No. You and the family members you enroll must all have the same medical option and/or the same dental option. However, you can enroll certain family members in medical and different family members in dental. For example, you can enroll yourself and your child for medical, but yourself only for dental. To enroll an eligible family member in a plan, you must enroll as well.

My spouse and I will be eligible for Medicare soon. Should I sign up for Medicare? What else do I need to do?

If you are enrolled in the active health insurance plan as an active employee or a dependent of an active employee, you don’t need to sign up for Medicare Part B. The State employee active health plan is primary and Medicare is secondary as long as you’re enrolled as an active employee. This means that Medicare will only pay for services after your employee plan has paid.

Medicare Part A does not typically have a premium cost associated with enrollment.

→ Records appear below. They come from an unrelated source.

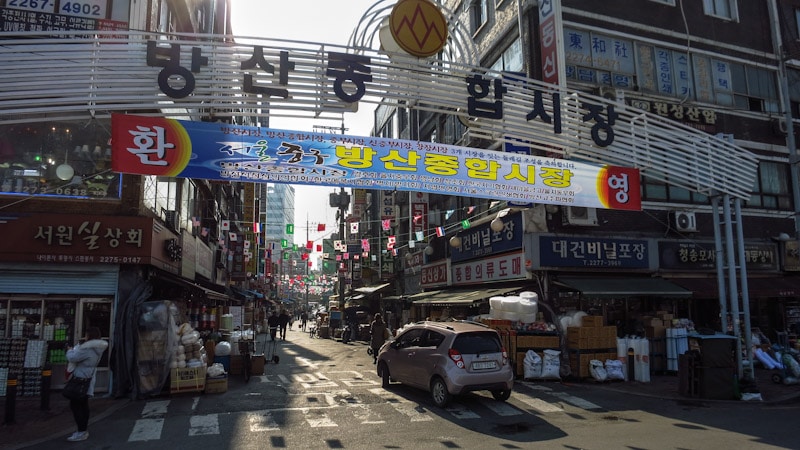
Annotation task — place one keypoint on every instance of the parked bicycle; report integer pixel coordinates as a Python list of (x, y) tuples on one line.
[(246, 349)]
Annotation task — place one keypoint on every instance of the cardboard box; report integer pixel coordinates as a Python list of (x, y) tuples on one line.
[(592, 321), (236, 365), (257, 363), (216, 385), (188, 379)]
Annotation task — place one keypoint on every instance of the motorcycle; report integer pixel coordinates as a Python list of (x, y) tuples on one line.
[(349, 332)]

When you and your spouse (if applicable) cease enrollment in the active employee State plan (i.e., upon retirement), you will have a limited time to sign up for Medicare Part B with no penalty.

How do I know which plan is best for me?

This is a question only you can answer. Each plan offers different advantages. To help choose which plan might be best for you, use the Medical Decision Guide. You can also contact a Care Coordinator at 833-740-3258 for help choosing the best medical plan for you and your enrolled family members.